In the last post we pivoted from DeepSeek V4 Flash (blocked on a B200-only FlashMLA kernel) to MiniMax M2.7 — the model NVIDIA co-engineered with SGLang specifically for GB10. Day-0 validated. Should just work. Here's what "just work" looks like in practice on 2× DGX Spark.
The model downloaded fine. rsync over bond0 to Spark 1 completed at ~370 MB/s. SGLang TP=2 launch scripts ready. This should have been the easy part.
First launch: both nodes initialized NCCL, loaded 67 GB of weights each in about 5 minutes, allocated KV cache. Then SGLang began capturing CUDA graphs for all 36 batch sizes (bs=1 through bs=256).
It never finished. After 34 minutes, both nodes were still at 0/36 batch sizes captured. GPU utilization looked busy:
# nvidia-smi dmon -s u
# gpu sm mem enc dec
0 96 0 0 0
0 96 0 0 0
96% SM utilization, 0% memory bandwidth. That's a spin-lock, not real compute. Both nodes were burning cycles waiting on each other through an NCCL collective operation inside the CUDA graph — a known deadlock pattern in multi-node CUDA graph capture (confirmed in SGLang issue #19991). No amount of waiting would fix it.
The SGLang CLI flag --disable-cuda-graph skips graph capture entirely and falls back to eager execution. Also tried the env var SGLANG_DISABLE_CUDA_GRAPH=1 — it doesn't work in v0.5.12. Use the flag, not the env var.
This one is more insidious. On GB10, the GPU and system RAM share one physical pool — there's no separate VRAM. When a container crashes or is docker stop'd hard, the CUDA driver holds onto that GPU memory allocation at the kernel level. It doesn't release it when the container exits. It doesn't release it when you docker rm. nvidia-smi shows 0 MB used. free -g shows plenty of RAM. But the memory is gone.

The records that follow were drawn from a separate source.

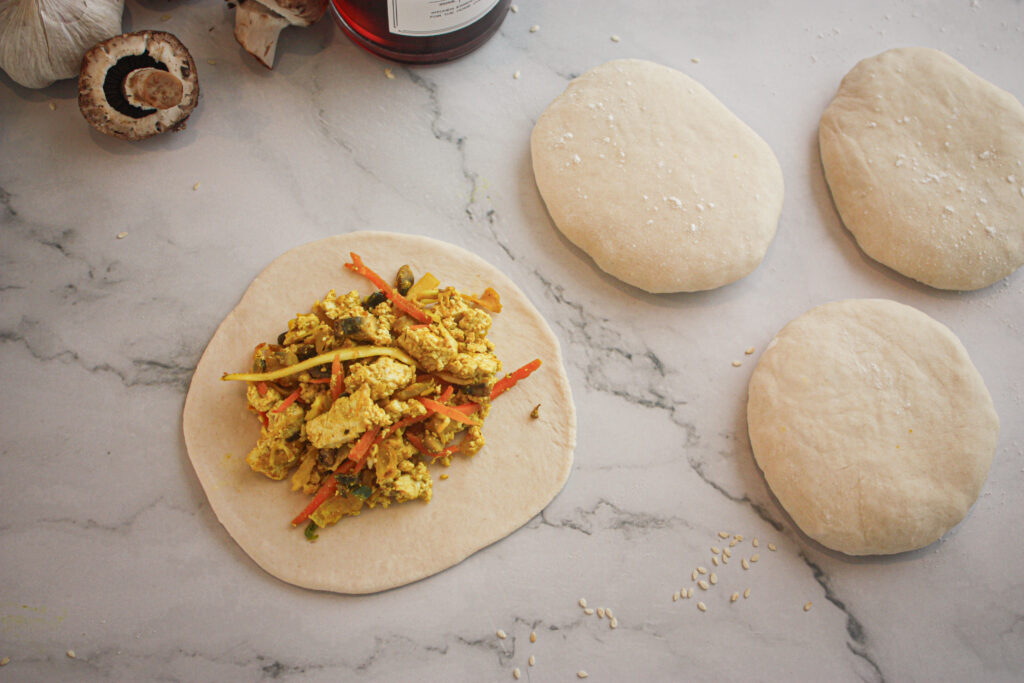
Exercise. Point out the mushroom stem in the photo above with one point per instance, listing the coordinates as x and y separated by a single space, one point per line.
153 88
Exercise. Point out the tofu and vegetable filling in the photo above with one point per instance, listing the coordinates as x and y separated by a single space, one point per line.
360 394
394 407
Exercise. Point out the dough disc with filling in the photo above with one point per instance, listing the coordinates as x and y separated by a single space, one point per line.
646 171
871 425
523 465
926 165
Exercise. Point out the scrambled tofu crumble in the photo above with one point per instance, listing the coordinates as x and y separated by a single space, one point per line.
358 395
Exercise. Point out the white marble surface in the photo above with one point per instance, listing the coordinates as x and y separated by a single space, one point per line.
108 546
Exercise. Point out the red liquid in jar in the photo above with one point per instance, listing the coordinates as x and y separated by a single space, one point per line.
368 23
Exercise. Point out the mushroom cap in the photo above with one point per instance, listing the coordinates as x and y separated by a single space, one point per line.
103 70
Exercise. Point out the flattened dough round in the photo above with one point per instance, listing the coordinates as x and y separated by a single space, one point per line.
522 466
646 171
926 165
871 425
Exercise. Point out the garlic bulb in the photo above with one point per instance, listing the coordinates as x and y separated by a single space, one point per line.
42 41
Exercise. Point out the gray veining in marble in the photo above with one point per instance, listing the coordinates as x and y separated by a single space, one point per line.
110 548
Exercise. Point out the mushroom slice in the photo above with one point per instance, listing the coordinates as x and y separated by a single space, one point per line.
138 84
258 24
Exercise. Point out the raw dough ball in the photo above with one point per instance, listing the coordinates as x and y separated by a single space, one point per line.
871 426
926 164
642 168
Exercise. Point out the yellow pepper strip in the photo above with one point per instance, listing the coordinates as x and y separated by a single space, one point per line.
352 353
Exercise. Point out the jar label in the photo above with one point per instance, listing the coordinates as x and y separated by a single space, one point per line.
434 17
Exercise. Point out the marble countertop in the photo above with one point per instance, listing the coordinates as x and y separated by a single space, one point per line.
108 546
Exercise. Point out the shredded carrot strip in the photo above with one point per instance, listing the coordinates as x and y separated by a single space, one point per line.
336 377
446 411
399 301
509 381
288 401
326 492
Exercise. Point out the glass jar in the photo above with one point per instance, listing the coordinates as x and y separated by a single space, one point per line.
420 31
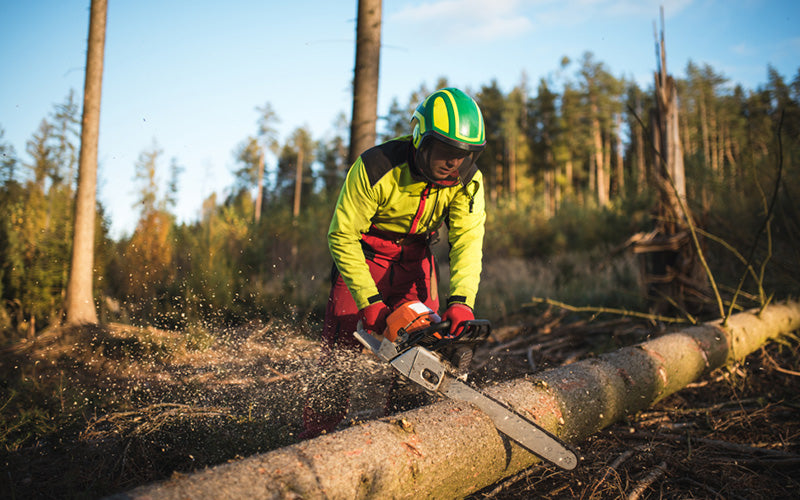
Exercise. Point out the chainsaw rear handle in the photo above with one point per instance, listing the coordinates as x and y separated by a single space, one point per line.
436 335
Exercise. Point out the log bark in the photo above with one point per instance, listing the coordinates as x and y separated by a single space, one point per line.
449 449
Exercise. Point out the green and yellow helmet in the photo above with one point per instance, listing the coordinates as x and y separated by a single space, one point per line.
451 117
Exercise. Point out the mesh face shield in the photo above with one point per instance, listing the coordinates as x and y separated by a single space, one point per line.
445 164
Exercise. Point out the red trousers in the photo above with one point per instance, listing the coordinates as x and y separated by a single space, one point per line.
403 271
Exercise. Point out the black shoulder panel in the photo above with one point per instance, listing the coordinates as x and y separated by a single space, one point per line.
381 159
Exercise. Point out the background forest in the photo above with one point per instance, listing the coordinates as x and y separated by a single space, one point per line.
568 167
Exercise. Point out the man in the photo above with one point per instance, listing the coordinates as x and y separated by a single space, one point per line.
394 200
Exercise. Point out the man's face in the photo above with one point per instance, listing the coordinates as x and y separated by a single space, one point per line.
445 160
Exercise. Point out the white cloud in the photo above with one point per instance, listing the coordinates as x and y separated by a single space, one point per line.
453 20
743 49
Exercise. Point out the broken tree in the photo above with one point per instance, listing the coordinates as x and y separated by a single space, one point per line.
671 264
449 450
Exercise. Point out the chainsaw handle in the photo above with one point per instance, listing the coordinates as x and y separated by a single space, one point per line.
475 330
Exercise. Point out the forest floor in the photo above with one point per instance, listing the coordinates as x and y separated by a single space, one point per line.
93 411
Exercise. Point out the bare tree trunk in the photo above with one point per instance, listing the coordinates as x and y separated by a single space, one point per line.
365 81
450 450
260 189
675 277
620 160
600 168
80 307
298 183
512 167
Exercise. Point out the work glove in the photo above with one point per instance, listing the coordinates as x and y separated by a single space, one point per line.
457 314
373 317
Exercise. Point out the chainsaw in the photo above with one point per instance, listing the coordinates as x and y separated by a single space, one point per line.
418 345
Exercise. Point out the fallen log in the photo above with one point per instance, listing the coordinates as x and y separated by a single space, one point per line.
450 449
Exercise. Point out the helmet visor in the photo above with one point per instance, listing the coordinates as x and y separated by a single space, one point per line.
445 165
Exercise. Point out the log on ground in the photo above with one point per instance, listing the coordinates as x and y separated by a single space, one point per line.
450 449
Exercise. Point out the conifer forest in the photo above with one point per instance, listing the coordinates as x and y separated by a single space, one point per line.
575 227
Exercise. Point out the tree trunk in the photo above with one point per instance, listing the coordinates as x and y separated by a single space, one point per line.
79 302
298 183
365 80
600 168
420 454
260 188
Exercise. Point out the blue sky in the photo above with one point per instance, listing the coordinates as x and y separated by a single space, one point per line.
188 76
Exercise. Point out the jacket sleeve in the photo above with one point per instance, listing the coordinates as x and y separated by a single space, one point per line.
466 230
357 203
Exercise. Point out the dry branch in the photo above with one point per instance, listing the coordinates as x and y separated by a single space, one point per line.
449 449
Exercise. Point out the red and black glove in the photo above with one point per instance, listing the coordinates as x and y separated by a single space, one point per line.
457 314
373 317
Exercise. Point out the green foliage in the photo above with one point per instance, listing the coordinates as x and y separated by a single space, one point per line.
544 202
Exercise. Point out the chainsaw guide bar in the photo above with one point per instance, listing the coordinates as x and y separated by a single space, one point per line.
425 367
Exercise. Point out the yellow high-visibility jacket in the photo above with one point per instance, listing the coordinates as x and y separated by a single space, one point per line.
383 190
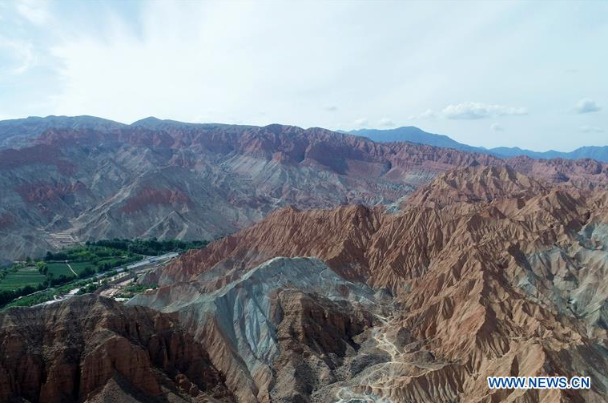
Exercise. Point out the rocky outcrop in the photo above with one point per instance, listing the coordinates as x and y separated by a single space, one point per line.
492 273
94 349
94 180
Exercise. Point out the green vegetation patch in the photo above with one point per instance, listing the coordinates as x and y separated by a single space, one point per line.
21 277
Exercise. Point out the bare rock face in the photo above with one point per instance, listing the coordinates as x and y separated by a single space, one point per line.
94 349
85 179
483 272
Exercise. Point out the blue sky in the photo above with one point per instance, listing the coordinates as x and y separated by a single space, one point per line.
493 73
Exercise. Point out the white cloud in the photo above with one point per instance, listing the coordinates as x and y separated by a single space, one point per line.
496 127
361 122
591 129
386 122
428 114
586 105
473 111
19 56
35 11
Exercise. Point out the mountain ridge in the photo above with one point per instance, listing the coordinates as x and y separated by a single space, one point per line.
417 135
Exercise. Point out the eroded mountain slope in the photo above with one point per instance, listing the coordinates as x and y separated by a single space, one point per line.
483 272
94 349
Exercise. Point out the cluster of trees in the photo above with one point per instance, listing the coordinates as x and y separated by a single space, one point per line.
149 247
8 296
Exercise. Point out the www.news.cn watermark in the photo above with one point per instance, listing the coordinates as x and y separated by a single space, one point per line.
540 383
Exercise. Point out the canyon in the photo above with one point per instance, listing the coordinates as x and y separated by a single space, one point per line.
342 270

In practice: each failed container run on our Spark 2 leaked ~33 GB of CUDA memory. The next launch attempt fails immediately with:
RuntimeError: The memory capacity is unbalanced. Some GPUs may be occupied by other processes. pre_model_load_memory=33.77, local_gpu_memory=101.33, local_gpu_memory * 0.9=91.20
SGLang checks that less than 10% of GPU memory is occupied before loading begins. With 33 GB leaked, you fail that check instantly — before a single weight is loaded.
There is no other way to release leaked CUDA memory on GB10. Not docker restart. Not echo 3 > /proc/sys/vm/drop_caches. Not killing processes. Reboot. Plan for ~2 minutes of downtime per failed attempt. If you're iterating on launch configs, this compounds fast.
After a fresh reboot, our two Sparks don't start equal:
| Node | Available after reboot | Available after model load |
|---|---|---|
| Spark 1 (rank 0, head) | 107 GB | 35 GB |
| Spark 2 (rank 1, worker) | 100 GB | 28 GB |
The 7 GB gap is consistent — Spark 2 had the original HuggingFace download cached in its page cache, plus it runs a few more background services. With --mem-fraction-static 0.85, Spark 2 was allocating KV cache it literally didn't have headroom for, hitting swap (5 GB in use), and loading the model 4× slower than Spark 1. Rank 0 then timed out waiting for rank 1 and crashed.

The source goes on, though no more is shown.